The Financial Supervisory Commission and the Council of Labor Affairs are to hold regular meetings with academics and experts to draft measures that would give workers more autonomy in shaping their pension plans.
The two government agencies aim to wrap up discussions by the end of the year after setting up a task force last week devoted to improving the financial conditions of the nation’s employees, the commission said yesterday.
The undertaking would encourage workers to save more for retirement and help expand the local capital market, the commission said.
At present, employers are required to set aside pension savings for their employees, while individual workers can volunteer to put an extra 6 percent of their monthly wage, which is exempt from personal income tax, toward their pension.
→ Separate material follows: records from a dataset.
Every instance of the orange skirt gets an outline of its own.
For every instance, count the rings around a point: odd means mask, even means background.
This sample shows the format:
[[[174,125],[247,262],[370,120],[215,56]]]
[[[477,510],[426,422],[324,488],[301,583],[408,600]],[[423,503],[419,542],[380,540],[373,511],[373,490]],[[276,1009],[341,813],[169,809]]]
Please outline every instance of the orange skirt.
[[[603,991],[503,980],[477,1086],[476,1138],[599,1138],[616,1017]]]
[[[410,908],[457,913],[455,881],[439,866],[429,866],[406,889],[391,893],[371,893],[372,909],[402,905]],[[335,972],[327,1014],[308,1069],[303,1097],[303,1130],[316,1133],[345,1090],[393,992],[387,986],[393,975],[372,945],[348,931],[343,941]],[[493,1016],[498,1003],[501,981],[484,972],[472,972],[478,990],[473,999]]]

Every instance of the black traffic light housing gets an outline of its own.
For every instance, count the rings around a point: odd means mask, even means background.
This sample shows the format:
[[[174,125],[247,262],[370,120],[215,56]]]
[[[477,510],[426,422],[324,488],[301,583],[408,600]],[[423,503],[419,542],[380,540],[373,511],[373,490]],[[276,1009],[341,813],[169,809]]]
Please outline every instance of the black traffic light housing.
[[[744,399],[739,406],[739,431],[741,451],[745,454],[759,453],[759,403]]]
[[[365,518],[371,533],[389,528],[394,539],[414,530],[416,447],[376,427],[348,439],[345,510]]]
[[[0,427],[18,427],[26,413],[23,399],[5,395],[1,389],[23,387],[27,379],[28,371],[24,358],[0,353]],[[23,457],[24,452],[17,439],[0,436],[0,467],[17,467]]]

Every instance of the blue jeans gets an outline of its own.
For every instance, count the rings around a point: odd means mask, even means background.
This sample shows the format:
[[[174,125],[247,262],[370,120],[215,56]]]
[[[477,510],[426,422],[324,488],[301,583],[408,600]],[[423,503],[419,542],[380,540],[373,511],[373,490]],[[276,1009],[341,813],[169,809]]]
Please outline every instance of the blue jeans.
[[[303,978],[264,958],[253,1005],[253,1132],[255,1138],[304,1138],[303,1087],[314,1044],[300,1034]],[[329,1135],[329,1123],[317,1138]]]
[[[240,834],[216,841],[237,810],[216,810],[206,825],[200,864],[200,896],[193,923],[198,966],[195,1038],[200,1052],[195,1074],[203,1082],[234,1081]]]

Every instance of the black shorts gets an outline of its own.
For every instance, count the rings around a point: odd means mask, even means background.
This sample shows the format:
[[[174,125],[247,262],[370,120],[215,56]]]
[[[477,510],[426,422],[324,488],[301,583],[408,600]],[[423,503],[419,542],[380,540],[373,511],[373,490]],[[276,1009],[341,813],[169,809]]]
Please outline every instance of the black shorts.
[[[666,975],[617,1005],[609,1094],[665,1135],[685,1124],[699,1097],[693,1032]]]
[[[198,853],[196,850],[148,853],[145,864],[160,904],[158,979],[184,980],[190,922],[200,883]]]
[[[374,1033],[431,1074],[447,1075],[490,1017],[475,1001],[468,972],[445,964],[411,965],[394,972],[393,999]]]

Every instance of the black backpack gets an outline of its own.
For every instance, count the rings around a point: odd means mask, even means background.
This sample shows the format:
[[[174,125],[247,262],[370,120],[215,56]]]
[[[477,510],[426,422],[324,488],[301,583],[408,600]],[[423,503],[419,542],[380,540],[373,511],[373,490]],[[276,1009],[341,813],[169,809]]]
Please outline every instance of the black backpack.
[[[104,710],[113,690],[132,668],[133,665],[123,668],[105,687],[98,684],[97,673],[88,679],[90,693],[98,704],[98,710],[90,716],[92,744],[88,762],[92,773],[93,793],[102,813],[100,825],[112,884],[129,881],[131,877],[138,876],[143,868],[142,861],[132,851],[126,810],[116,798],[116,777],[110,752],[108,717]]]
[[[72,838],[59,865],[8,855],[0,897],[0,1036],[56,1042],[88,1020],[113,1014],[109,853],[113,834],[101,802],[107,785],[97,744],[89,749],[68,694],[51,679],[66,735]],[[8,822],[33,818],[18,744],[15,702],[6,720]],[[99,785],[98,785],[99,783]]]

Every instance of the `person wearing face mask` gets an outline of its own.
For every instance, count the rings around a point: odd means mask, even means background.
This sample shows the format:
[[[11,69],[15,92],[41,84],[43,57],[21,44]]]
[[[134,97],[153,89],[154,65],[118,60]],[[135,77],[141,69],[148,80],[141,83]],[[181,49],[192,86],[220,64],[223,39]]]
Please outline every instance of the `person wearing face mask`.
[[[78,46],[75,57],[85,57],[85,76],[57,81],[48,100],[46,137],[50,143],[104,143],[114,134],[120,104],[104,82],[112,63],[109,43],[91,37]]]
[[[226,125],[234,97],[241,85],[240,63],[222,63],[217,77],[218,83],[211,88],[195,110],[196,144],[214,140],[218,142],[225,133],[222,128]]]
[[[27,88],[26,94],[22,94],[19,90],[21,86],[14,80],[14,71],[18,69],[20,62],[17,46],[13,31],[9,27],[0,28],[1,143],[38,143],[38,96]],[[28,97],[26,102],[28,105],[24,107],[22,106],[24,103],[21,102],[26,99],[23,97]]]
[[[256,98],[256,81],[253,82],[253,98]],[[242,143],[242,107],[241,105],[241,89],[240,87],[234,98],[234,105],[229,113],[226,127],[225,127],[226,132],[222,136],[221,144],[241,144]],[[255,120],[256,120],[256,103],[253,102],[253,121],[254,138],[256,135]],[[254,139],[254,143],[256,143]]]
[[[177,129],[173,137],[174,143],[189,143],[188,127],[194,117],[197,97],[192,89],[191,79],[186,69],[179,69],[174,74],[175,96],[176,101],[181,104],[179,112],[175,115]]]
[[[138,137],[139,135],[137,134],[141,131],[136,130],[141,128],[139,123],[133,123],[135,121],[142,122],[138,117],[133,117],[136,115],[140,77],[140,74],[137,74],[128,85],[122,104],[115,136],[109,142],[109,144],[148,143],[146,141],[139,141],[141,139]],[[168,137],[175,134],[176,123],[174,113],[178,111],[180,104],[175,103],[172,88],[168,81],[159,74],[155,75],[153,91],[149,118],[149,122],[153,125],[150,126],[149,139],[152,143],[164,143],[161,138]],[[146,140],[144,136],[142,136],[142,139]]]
About 330,000 workers save by themselves, but have no say on where the Labor Pension Fund puts their savings.
The task force envisions a scheme that would allow workers to choose investment tools from reputable asset managers, the commission said. A company’s capital adequacy levels, coverage ratios, risk control mechanisms and asset management records, among other things, may all be used to judge the qualifications of reputable asset managers, the commission said.
Separately, the commission yesterday approved plans by Fubon Financial Holding Co (富邦金控) and its banking subsidiary Taipei Fubon Commercial Bank (台北富邦銀行) to buy an 80 percent stake in China’s First Sino Bank (華一銀行).
In December last year, Fubon announced it had struck the 5.65 billion yuan (US$905 million) deal with Shanghai-based First Sino Bank (華一銀行) as part of its expansion into China. The deal will offer Fubon 14 banking branches and outlets in first-tier Chinese cities in the Pearl River Delta, the Yangtze River Delta and the Bohai Economic Rim.